More articles by Robert Nyman [Editor emeritus]…


4 comments

  1. Filip Bech-Larsen

    How does the above to firefox OS?

    June 26th, 2014 at 00:34

    1. Nikhil

      Most of this functionality will be available in Firefox OS too at the same time it lands in Firefox Desktop. We don’t have a clear picture right now, but some APIs may be temporarily disabled while we get better performance on hardware constrained devices.

      June 27th, 2014 at 11:17

  2. Ivan Dejanovic

    I barely managed to come to grips with app cache and now you are killing it with Service Worker. :)

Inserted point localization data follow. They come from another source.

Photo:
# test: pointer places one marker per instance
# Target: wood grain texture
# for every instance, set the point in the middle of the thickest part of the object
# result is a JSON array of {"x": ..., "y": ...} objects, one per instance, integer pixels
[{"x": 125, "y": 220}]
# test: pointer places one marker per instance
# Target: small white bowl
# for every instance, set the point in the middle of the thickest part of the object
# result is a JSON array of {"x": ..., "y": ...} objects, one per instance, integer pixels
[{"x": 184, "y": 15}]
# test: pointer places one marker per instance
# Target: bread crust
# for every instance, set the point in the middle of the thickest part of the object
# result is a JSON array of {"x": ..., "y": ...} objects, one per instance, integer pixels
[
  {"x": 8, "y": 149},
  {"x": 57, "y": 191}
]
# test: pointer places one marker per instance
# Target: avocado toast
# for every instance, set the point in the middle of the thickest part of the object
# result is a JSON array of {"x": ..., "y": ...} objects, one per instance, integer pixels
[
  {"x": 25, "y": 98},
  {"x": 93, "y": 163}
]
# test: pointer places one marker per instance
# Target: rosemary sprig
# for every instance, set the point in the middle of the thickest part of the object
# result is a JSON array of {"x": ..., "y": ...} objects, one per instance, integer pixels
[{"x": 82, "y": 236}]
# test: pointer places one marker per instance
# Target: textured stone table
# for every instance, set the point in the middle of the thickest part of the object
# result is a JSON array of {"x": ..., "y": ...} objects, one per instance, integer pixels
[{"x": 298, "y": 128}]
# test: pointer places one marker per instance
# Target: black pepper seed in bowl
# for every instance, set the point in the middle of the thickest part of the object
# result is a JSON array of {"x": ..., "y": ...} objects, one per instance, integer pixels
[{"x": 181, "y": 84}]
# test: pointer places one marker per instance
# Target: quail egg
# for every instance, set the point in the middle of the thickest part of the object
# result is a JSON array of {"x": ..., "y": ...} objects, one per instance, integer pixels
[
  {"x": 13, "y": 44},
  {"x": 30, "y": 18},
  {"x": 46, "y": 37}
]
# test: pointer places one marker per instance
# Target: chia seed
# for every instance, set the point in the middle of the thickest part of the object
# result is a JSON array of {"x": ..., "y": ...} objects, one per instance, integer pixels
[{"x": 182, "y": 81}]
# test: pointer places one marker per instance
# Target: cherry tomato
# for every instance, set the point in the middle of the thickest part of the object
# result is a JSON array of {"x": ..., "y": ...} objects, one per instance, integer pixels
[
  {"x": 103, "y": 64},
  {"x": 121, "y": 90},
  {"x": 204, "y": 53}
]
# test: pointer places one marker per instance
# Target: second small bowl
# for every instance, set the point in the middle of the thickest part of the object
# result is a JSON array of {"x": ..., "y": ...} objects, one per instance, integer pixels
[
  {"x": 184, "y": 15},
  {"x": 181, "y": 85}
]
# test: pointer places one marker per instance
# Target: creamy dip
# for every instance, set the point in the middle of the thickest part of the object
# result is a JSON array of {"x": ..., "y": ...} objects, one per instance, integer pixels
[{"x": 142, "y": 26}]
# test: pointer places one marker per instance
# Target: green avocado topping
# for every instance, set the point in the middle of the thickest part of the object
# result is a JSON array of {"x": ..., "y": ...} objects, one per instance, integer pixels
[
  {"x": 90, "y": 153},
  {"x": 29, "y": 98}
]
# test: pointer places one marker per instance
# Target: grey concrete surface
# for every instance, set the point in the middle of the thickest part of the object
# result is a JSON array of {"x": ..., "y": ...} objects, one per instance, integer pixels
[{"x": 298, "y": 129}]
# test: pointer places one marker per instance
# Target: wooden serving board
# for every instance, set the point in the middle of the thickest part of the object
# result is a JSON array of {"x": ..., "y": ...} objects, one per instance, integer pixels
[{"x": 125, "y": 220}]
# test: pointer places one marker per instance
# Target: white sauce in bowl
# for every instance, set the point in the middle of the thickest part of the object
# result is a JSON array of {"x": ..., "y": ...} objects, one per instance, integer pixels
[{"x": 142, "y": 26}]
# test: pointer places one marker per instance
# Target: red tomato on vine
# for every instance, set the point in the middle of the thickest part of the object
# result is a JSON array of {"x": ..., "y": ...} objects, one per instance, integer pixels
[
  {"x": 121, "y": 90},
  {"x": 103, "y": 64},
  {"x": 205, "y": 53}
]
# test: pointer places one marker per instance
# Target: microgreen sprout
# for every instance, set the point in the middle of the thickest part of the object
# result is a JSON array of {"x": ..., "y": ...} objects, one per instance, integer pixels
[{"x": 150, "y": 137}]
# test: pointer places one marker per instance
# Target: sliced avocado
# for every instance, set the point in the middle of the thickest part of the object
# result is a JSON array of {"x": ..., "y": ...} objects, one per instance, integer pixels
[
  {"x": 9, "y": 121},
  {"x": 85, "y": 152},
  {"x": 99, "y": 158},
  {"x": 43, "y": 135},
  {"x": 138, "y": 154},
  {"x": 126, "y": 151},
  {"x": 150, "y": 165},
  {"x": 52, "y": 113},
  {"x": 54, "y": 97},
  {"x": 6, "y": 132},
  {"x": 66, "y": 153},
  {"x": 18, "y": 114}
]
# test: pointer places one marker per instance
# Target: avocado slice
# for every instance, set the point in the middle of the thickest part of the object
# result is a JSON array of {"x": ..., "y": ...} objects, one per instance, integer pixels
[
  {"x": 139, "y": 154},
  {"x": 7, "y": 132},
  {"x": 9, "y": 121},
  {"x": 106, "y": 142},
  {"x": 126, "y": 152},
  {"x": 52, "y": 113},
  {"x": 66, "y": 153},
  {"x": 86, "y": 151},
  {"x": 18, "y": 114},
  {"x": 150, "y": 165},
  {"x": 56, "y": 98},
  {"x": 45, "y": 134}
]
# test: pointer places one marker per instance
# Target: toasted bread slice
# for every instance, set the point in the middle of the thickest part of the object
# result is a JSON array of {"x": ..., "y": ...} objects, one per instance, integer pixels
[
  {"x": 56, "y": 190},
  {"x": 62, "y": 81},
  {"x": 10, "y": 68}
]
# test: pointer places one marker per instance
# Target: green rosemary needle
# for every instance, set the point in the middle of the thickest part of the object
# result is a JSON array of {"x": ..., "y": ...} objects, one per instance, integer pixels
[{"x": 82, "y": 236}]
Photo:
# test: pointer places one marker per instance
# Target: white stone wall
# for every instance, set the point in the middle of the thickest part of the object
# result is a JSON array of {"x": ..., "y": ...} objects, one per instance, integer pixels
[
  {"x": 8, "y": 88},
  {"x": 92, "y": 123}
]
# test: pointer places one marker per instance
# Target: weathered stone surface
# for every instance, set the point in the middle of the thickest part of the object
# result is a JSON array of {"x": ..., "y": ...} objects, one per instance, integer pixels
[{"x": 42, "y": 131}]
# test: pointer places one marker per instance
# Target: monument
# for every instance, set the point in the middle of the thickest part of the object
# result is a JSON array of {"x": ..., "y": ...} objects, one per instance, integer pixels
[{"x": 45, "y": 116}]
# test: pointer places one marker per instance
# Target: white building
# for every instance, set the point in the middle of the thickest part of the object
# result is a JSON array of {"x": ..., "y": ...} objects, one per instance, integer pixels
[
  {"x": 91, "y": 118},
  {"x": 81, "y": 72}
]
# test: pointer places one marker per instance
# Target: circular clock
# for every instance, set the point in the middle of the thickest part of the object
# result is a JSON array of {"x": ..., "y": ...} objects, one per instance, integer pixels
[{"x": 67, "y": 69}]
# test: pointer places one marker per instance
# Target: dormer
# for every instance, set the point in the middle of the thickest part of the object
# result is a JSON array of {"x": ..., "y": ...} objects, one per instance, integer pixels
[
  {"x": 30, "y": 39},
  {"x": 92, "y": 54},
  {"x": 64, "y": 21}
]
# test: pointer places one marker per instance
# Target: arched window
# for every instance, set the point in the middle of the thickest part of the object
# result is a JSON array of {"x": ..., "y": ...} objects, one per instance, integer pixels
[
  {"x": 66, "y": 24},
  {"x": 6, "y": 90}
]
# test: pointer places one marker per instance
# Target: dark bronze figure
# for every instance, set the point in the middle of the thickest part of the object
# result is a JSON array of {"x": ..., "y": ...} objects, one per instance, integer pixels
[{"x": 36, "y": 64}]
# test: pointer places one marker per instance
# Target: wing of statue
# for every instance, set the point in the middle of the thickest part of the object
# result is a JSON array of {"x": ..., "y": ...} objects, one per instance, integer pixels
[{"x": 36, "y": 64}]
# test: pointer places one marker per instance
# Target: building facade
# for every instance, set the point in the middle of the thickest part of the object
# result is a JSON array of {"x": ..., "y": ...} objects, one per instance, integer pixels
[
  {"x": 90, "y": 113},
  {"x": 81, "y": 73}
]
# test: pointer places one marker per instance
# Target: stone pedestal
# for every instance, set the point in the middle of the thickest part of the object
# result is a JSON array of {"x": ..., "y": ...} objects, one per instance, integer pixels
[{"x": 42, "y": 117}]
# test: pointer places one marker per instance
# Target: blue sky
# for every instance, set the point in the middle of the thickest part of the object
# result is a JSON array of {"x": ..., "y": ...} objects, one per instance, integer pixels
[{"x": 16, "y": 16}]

    On the serious note. I read in couple of places that Service Worker with among other things replace app cache as the tool for providing offline capabilities to web apps. Unfortunately I was not able to try out Service Worker yet due to being busy with other work. How will this affect me as a Web and Firefox OS developer. I already have an app in Firefox marketplace and two more that are 95% done. All three use app cache for offline support.

    Will they continue to work as is in the future or will modifications be required? What is the plan for app cache? Will it be decommissioned? What should I use in my future apps since Service Worker is still not fully supported and app cache is implemented in all major browsers. Is there any time table when this will be available in non nightly Firefox?

    Thank you for all your great work.

    June 26th, 2014 at 06:49

    1. Nikhil

      Gecko doesn’t have any plans to deprecate or remove AppCache currently, so you can continue to use it if it suits your needs. The intent of ServiceWorkers is to allow more granular and easy to understand control over offline mechanisms.

      As stated above, if everything goes well, we intend to land most of the pieces by end of September, so that they will be available in release builds by the end of the year.